In January 2016, a female coyote was admitted to the Wildlife Rehabilitation Center of Minnesota (WRC). This was after office workers, concerned for her, lured the sick coyote into a double-door vestibule and then called for help.
At WRC, veterinarians bent over her frail little body, trying to figure out all the things making her suffer. “She was in very, very rough shape,” Tami Vogel, WRC communications director, told The Dodo. “We didn’t think she’d make it through the first 48 hours.”
For one, she was emaciated.
She was also totally covered in mange, a terribly painful skin disease.
And while no one knew how, exactly, this wild coyote could have fallen on such hard times, one thing was for sure: She was finally in good hands.
By March, after a couple months in WRC’s care, the sick coyote showed incredible improvement.
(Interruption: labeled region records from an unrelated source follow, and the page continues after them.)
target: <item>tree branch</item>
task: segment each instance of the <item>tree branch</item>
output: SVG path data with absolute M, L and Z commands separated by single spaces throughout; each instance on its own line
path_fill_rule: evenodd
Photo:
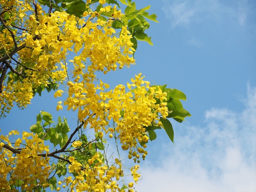
M 11 37 L 12 38 L 12 40 L 13 41 L 13 42 L 14 43 L 14 45 L 15 45 L 15 47 L 17 48 L 17 47 L 18 47 L 18 45 L 17 45 L 17 42 L 16 42 L 16 40 L 15 40 L 15 36 L 14 36 L 13 33 L 12 32 L 12 31 L 10 29 L 10 28 L 7 25 L 5 25 L 5 23 L 4 23 L 4 21 L 3 20 L 2 18 L 0 16 L 0 20 L 1 20 L 1 22 L 2 23 L 2 24 L 3 25 L 4 25 L 4 27 L 6 29 L 7 29 L 7 30 L 8 30 L 8 31 L 11 33 Z
M 17 74 L 18 76 L 21 76 L 23 78 L 26 78 L 27 77 L 27 76 L 23 75 L 22 74 L 22 69 L 20 70 L 20 72 L 18 72 L 18 71 L 14 69 L 12 67 L 11 67 L 11 64 L 10 64 L 10 63 L 9 63 L 8 62 L 4 61 L 4 64 L 6 65 L 6 66 L 8 67 L 9 68 L 11 71 L 13 73 L 14 73 L 15 74 Z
Much of her fur had grown back once she was treated for the mange. And her demeanor was much improved: She hated being around her human rescuers, which was a really good sign.
“As you can see the coyote is quite unhappy and scared to be around us during her recheck exams,” WRC wrote on Facebook on March 14. “This, while rather pathetic looking in the photo, is a good thing.”
If wild animals get cozy with their rescuers, it can compromise their ability to live on their own in the wild. For this wild coyote, having her run free in the wild again was something everyone was hoping for.
Finally, this week, everyone’s hopes were realized. Rescuers took the beautifully recovered coyote in a crate to the woods. When they opened the door, she sprung out and ran back to her wild old life.